The Myrtle Beach planning commission this week approved the subdivision of the property at the corner of Porcher Avenue and 79th Avenue North, where projects such as luxury condos never got off the ground.
Several projects have been proposed on the site since the hospital closed in 1978, but none have made it to construction, according to the City of Myrtle Beach planning department. The site has had several zoning changes over the years, but is now the only area where single-family, multi-family housing and medical uses are allowed.
The property needed to be subdivided so the developer, Seaside Property Development, could get the loan that would allow it to move forward with the assisted living and nursing care parts of the project, said Myrtle Beach city planner Allison Hardin.
According to the property deed, Danny Bost owns the property after buying it at a foreclosure sale last year for about $12.5 million, she said. Bost and representatives of Seaside could not be reached Friday.
In the first phase of the project, the developer plans to build 60 nursing home beds and 80 assisted living units, said Felix Pitts, a senior landscape architect and land planner with Mead & Hunt, which is working with Seaside to rezone the site and prepare the project for the engineering phase.
Seaside already has a certificate of need, which is required for projects that provide nursing care, from the S.C. Department of Health and Environmental Control, according to DHEC spokesman Adam Myrick.
The nursing home will be a two-story building connected through hallways to the five-story assisted living building, Pitts said. About 100 independent living units are planned in a future phase on the other half of the subdivided property and there will also be some supportive commercial buildings, possibly medical offices, he said.
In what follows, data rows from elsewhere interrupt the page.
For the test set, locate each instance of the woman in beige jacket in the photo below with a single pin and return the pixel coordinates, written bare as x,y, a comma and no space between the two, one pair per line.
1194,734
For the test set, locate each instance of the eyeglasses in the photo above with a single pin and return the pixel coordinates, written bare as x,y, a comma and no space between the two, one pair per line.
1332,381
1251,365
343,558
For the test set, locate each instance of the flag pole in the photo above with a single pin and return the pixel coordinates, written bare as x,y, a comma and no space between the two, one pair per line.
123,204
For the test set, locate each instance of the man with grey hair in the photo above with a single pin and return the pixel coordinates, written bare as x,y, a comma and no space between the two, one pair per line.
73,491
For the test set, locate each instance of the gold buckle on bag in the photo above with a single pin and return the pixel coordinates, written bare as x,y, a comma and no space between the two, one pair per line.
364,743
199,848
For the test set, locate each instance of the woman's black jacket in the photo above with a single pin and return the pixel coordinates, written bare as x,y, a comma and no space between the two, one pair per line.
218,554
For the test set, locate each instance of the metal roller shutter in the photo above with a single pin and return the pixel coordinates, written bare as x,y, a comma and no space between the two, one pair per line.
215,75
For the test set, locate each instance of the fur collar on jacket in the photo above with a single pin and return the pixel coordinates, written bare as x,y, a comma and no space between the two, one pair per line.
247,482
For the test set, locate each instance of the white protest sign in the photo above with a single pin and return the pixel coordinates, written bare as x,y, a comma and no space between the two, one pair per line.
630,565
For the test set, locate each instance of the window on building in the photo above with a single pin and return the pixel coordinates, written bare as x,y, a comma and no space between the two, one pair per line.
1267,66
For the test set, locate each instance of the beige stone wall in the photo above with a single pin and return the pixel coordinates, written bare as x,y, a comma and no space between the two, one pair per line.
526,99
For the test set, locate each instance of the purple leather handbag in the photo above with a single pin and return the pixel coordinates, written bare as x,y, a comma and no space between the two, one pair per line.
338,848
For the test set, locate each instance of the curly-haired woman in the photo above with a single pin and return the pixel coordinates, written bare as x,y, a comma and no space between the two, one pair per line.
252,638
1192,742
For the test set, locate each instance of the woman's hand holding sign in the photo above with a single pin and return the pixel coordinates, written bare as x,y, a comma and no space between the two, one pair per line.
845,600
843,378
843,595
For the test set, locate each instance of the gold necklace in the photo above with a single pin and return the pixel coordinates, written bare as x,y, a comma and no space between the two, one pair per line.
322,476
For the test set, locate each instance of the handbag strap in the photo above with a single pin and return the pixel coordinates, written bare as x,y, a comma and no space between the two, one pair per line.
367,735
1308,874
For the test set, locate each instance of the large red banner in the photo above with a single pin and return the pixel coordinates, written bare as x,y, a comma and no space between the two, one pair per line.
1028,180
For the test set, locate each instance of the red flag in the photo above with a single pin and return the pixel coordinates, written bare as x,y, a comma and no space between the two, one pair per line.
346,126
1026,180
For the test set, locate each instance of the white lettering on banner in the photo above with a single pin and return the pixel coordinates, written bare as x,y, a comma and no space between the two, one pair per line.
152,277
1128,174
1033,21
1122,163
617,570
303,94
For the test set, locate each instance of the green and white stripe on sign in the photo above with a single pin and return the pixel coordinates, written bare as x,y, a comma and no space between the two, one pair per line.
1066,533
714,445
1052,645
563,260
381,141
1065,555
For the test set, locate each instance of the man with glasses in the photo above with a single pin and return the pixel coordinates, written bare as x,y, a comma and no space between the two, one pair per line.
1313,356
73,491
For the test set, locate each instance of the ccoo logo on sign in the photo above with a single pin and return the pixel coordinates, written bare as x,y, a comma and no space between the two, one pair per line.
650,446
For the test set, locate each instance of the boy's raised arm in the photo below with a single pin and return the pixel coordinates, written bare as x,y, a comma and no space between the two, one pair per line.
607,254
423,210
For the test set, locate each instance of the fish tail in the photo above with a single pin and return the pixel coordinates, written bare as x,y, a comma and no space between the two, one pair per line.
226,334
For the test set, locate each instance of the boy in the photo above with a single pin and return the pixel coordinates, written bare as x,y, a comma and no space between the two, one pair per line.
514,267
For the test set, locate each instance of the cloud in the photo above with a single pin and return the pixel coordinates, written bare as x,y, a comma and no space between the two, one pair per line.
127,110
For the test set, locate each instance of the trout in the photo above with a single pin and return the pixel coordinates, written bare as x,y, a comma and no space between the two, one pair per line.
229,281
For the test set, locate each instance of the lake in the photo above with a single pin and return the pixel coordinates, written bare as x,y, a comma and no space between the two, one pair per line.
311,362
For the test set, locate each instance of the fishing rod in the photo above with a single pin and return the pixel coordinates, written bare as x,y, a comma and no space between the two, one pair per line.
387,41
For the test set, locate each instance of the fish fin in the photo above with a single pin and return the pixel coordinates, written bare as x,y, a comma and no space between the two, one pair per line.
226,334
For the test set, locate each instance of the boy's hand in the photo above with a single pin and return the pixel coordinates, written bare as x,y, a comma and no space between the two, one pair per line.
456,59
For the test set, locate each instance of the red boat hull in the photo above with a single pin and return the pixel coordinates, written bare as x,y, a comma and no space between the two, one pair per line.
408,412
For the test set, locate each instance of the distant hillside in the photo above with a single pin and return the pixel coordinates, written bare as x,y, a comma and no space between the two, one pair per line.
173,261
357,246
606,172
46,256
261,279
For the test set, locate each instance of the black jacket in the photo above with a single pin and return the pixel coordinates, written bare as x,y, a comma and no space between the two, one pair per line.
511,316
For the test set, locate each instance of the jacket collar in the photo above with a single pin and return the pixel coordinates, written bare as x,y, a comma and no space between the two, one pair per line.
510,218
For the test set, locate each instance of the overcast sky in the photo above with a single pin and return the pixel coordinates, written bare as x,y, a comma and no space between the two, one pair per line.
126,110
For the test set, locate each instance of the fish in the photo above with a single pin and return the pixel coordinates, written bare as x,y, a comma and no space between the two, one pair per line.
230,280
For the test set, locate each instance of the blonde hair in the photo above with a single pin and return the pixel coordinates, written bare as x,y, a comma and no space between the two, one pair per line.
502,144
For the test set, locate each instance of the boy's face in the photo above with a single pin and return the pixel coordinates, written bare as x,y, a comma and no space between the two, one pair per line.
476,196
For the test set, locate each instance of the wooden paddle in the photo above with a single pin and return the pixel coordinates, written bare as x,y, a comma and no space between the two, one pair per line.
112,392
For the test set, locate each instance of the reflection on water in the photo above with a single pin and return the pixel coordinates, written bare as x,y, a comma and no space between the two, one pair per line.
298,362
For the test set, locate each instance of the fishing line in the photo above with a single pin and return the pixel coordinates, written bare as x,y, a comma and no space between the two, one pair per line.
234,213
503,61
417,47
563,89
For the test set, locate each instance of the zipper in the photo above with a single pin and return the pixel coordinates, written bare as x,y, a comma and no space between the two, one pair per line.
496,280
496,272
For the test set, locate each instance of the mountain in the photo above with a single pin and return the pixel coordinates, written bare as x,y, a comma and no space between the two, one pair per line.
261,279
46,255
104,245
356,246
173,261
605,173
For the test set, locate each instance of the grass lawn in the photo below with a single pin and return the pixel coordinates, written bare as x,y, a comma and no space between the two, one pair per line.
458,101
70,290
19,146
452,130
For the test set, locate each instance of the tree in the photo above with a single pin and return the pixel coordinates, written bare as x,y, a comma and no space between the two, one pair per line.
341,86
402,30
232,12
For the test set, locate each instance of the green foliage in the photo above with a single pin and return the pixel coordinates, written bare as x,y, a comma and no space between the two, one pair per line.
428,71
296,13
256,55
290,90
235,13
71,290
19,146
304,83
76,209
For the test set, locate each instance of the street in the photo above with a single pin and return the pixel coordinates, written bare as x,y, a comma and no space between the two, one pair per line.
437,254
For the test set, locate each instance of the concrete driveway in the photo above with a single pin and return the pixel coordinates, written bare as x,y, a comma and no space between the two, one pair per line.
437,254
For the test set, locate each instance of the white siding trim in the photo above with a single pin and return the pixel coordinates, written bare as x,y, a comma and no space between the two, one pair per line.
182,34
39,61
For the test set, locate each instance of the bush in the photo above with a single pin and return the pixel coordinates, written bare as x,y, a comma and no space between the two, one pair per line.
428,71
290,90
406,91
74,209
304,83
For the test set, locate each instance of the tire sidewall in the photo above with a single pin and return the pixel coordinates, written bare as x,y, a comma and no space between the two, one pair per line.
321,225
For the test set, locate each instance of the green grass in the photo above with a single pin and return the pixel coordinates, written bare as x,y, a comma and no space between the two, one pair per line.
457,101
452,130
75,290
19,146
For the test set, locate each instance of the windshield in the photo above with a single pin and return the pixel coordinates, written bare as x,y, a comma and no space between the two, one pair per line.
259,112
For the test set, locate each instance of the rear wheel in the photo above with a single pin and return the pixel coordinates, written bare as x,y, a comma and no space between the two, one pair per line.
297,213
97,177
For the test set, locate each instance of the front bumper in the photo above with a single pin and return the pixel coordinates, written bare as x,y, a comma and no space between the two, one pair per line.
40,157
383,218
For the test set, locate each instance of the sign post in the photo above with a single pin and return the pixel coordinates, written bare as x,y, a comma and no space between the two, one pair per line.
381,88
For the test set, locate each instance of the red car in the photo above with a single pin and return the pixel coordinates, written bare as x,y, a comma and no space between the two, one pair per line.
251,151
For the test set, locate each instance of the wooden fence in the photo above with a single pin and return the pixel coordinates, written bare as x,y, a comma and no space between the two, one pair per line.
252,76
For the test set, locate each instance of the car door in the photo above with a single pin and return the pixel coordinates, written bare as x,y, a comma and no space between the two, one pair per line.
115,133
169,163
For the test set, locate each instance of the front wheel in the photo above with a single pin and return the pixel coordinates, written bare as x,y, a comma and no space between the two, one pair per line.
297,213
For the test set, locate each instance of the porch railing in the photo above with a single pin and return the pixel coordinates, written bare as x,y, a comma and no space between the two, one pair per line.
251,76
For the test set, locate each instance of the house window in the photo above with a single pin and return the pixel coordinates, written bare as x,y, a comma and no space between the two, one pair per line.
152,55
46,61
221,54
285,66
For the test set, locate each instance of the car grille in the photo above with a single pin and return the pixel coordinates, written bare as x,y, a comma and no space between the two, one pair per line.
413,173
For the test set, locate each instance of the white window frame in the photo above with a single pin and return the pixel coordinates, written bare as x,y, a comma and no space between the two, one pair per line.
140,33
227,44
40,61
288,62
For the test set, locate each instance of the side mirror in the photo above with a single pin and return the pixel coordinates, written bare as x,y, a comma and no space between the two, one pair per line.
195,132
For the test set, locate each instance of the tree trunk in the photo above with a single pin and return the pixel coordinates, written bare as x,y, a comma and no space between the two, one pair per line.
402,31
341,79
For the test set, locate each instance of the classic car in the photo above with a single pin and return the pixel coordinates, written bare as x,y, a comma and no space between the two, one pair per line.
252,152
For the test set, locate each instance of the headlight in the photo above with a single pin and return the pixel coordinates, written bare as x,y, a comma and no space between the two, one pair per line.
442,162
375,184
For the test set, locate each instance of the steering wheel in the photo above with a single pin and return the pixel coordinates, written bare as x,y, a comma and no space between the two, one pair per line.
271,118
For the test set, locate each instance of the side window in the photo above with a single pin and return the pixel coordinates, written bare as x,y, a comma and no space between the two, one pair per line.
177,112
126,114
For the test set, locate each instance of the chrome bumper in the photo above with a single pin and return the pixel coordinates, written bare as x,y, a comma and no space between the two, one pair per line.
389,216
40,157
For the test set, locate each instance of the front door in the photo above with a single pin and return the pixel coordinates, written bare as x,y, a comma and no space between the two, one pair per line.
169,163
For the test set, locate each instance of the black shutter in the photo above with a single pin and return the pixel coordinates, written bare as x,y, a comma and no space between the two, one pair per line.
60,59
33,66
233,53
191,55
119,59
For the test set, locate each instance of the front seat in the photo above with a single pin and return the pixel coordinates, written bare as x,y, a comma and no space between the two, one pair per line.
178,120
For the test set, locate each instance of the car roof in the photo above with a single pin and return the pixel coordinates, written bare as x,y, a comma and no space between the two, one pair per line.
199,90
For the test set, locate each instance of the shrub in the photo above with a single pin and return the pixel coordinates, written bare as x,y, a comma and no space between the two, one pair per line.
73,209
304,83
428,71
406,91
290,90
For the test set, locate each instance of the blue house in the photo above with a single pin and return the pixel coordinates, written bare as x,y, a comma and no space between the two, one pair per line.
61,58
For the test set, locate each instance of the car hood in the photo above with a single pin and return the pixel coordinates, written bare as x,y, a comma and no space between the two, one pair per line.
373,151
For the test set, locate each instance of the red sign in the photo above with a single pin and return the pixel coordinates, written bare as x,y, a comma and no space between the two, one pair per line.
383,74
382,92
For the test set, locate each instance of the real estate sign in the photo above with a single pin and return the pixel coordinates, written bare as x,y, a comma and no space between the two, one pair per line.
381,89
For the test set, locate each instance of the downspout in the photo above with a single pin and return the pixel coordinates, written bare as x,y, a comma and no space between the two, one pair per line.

The idea is for the development to provide graduated care for residents, Pitts said.
“It’s a lot more in keeping with the scale of the surrounding buildings,” than other proposed projects for the site, he said. “In reality could anyone really see like Rapunzel’s tower out there over looking the residential [area]?”
With the aging population and the healthcare history of the site, the project is a good fit for the property, said James Hubbard, a principal architect at Pegram Associates Inc., the project’s architect and designer.
“Even when the market was strong, second row, third row condo developments really struggled from a marketing perspective and I don’t think this site was any different really,” he said. “We’re trying to create something that when it’s complete it looks like it’s been there for a long time. We want to make it look like it fits in.”
The project should be under contract for the engineering work after the beginning of 2012, and the plans will be presented to the city’s Community Appearance Board for approval as soon as the developer gives the go ahead, Pitts said. If plans fall in line and the financing is approved, construction could start in the fall, Pitts said.
Hardin said she was optimistic that this time the project will work because there is a significant need for assisted living and nursing care in the area.
The last proposed project was the Riviera, a condo project that got building permits in 2008 but was never built, possibly because of the $71 million price tag on construction costs, she said.
“It comes back to what the need is,” Hardin said. “It’s overdue. We’re overdue for another facility of this type in the city limits.”